Outlier detection plays a crucial role in identifying rare and potentially anomalous data points in high-dimensional datasets. The challenges posed by high-dimensional data necessitate the development of specialized techniques for dimensionality reduction, feature selection, and data analysis to extract meaningful patterns and insights. Recently, deep learning techniques, specifically autoencoders, have gained attention for their ability to minimize reconstruction errors and identify outliers based on higher reconstruction errors. Recent work leverage, Density Peak Clustering (DPC) and Self Organizing Map (SOM) as clustering approaches to identify probable outlier points based on density and distance to higher density points. While DPC has the drawback of setting a threshold for density, SOM addresses this limitation. But SOM doesn&rsquot fit well for large scale high dimensional data and more training is needed. However, autoencoder-based models often overestimate reconstruction errors for normal points and underestimate them for outliers, leading to the potential overlooking of genuine outliers. proposes a novel approach that combines the Reverse Density Peak Clustering Approach (RDPOD) with Extreme Learning Machines (ELM) to enhance outlier detection accuracy.
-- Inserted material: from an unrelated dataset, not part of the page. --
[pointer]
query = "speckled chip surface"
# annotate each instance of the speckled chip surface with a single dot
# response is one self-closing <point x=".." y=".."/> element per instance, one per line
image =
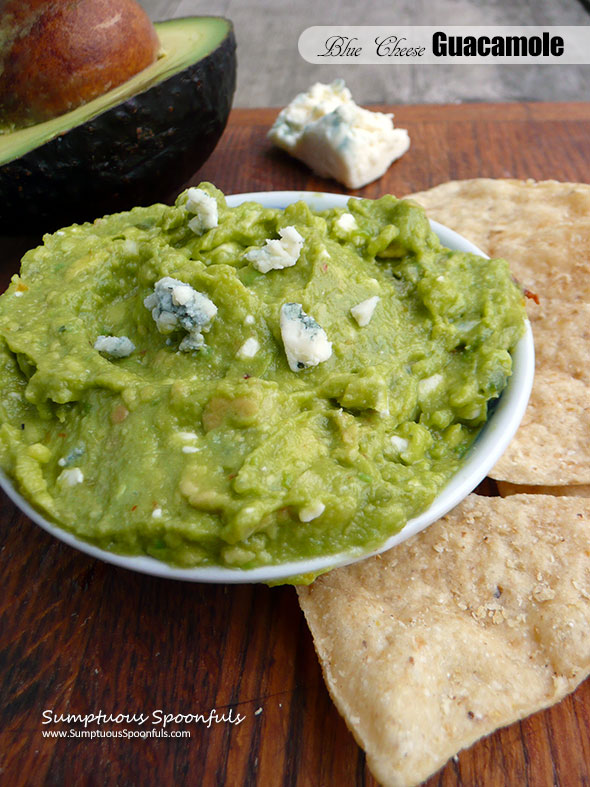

RDPOD is employed as a clustering algorithm to identify density peaks and partition the data into clusters based on local density information. Subsequently, the outlier scores generated by RDPOD are used as input features for an ELM classifier. ELM leverages the nonlinear mapping capabilities to learn the complex relationships between the input features and the outlier class, enabling robust outlier detection in high-dimensional spaces. Experimental evaluations on benchmark datasets demonstrate the effectiveness of the proposed RDPOD-ELM framework in accurately identifying outliers while maintaining computational efficiency.